As dissent grows, police tactics have escalated against protesters from 1999 to the present. And the national coordination of surveillance results in not so subtle ways our freedom to dissent is being choked by the state, recalling the infiltration practices of the FBI in the 1960s. Police called their “rapid-response” tactics, such as arresting people on the mere pretense of disorderly conduct, the “Kelly Doctrine,” after Police Commissioner Ray Kelly. His policy of overwhelming and preemptive force mirrors the Bush Doctrine. The parallels between the tactics employed to stifle protest in New York and those employed in the war on terror are chilling.
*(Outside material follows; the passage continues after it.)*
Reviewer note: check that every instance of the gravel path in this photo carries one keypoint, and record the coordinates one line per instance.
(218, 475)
Indeed stifling voices of protest makes sense in the context of the ruling class’s overall campaign against the forces of revolution nationwide, indeed, worldwide. Relentless attacks on workers’ power, rampant police brutality, the deeply racist criminal injustice system, and attacks on women’s freedoms are all aspects of the class impulse to grind down the passions and forces that can overthrow this society and to limit the horizon of our thought and the idea that we can build a new, human society.

A WINDOW ON THE FUTURE

The continuing economic crises, which serve as the basis for the Iraqi war and occupation and the U.S. drive for single world domination, as well as the attendant crises in American political, military and ideological power, have made it necessary to take such measures in an attempt to impose consensus at home. They are also testing how much they can get away with.

No matter who wins the election, conditions of life will not substantially change. The TENDENCY for the rich to get richer and the poor to approach Third World conditions inevitably results from the way capital works. The drive for world domination, inherent in the logic of the capitalist system that both major parties serve, is a decidedly bipartisan endeavor.

Although there is currently a split in the ruling class over the war and occupation and its threat to stability at home and elsewhere in the world, the Democrats continue to take the ground of the Right. While perhaps capable of giving back some rights to women and minorities, they have been unable or unwilling to tap into the dissatisfaction with the current administration or even to pose much of an alternative. Only belatedly and reluctantly has Kerry distinguished himself from Bush.

While there were enormous amounts of creativity on display at the anti-RNC events, it’s important to note that organizing around the RNC, which took up most of the movement’s time for the last year, still amounts to being defined by the very limited scope of electoral politics. 

In the end, it also must be acknowledged that police choreographed the week’s events. In their show, what was permitted, happened, and what was not, did not.

Although there has been some ebb and flow, protests have tended to get bigger over the last several years. The unprecedented ease of international coordination and a near instantaneous communication of struggles across the globe promise even more international dialogue and solidarity. This spread of ideas that can contribute to the overthrow of this society, the ruling class wants to suppress.

There is also a growing sense from certain quarters of the movement that, rather than simply resting on the conclusion that another world is possible, we must begin seriously talking about and concretizing an alternative vision for a new society free from the capitalist order. Only this kind of reasoned self-activity can break through the false absolute of capital that declares no possible alternative and halt capital’s totalizing impulse.